さらに申し上げれば、当社はヤフオクで取引されたカビゴン原画(とされる物)について、公開された情報や画像を入手し吟味いたしました。その結果、本出品中のライチュウ原画と比べて線のタッチや彩色の精緻さに明らかな差異が認められました。カビゴンの例では輪郭線や色のぼかしに粗さが見受けられ、画稿としての完成度が本出品物より劣る印象を受けております。このことから、ヤフオクで出回ったものは本出品物と同一の制作者による作品ではない可能性もあると考えております(極端な場合、複製や印刷物の類である可能性も否定できません)。一方、当社が取り扱っているライチュウ原画は、紙質や画材の風合い、筆致に至るまで確認した上で、明らかに当時の公式原画と一致する品質であると判断しております。実際、本原画に見られる水彩絵具の柔らかなグラデーションや生き生きとした筆致は、初期ポケモン公式イラストに共通する特徴を備えております。こうした観点からも、当社は本作品の出所と真贋に自信を持っております。

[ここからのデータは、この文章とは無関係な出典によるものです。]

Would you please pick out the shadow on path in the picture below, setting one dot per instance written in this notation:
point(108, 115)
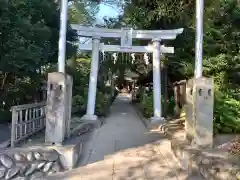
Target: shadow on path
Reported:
point(124, 149)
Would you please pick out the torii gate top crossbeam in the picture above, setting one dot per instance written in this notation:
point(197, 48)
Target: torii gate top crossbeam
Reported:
point(117, 33)
point(116, 48)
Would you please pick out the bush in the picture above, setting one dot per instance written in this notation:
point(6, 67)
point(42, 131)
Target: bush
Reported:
point(226, 113)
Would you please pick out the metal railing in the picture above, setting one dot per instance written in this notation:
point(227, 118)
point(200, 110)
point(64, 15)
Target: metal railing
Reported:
point(27, 120)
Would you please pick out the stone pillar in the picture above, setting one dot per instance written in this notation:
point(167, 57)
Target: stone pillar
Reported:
point(56, 109)
point(189, 122)
point(203, 98)
point(93, 80)
point(68, 105)
point(199, 112)
point(157, 82)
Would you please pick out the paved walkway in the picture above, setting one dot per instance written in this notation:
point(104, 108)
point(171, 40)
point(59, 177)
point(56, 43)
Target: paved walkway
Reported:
point(124, 149)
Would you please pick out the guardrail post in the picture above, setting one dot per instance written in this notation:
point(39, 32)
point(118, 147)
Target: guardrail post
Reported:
point(14, 123)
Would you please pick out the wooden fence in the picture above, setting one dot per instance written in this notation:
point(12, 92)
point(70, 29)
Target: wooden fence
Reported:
point(27, 119)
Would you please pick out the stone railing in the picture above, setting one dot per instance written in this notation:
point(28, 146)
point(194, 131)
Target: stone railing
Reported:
point(27, 120)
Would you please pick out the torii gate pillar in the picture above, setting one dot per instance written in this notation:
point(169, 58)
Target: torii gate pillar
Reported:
point(90, 114)
point(157, 118)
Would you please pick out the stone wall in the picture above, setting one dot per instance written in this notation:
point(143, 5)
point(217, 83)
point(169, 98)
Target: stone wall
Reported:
point(29, 164)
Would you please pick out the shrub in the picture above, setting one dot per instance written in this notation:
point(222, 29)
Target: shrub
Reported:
point(226, 113)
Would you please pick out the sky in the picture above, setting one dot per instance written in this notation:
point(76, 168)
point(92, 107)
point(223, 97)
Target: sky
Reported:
point(107, 11)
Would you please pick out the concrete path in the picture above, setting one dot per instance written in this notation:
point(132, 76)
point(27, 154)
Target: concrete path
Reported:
point(124, 149)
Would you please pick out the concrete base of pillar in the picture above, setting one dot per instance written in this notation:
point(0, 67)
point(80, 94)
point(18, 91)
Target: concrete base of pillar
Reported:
point(157, 120)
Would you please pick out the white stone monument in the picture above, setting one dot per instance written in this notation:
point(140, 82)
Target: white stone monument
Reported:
point(199, 112)
point(58, 108)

改めまして、本ライチュウ原画について総括いたします。当社では出品に先立ち、専門スタッフが現物を丁寧に検証いたしました。その際確認した紙の状態、絵具の乗り方、描線の細密さやタッチは、公式に制作された原画ならではの高いクオリティを備えており、これまで我々が扱ってきた真筆原画類とも整合するものでした。加えて、本作品は信頼できるルートから当社に入荷した経緯がございます。プライバシー等の観点から詳細は差し控えますが、市場に流出した出所不明の品を突発的に入手したのではなく、然るべき流通経路を経たコレクターズアイテムであることを申し添えます。これらの点を総合し、当社として本原画を公式に制作されたオリジナル作品と判断し、自信を持ってオークションに出品しております。
まんだらけは創業以来、コレクターズアイテムの真贋と適正な市場流通に最大限の注意を払ってまいりました。今回いただいたご懸念に対しても、真摯かつ慎重に検討を行った上で、必要と判断した場合には情報開示や出品内容の修正等の対応を取る所存です。しかし現時点においては、当社内での調査結果および長年の実績に鑑み、本原画は杉森建氏による描き下ろし原画であるとの見解を堅持しております。これは決して思い込みや営利目的の強弁ではなく、前述のような裏付けに基づいた判断であることをご理解いただければ幸いです。
最後になりましたが、本件につきましてご心配やご意見をお寄せくださった皆様に御礼申し上げます。当社といたしましても、お客様の信頼を裏切らぬよう今後とも一層の注意を払い、説明責任を果たしてまいる所存です。何か新たな情報やご質問がございましたら、どうぞ遠慮なく当社までお寄せください。引き続き、まんだらけオークションをご愛顧賜りますようお願い申し上げます。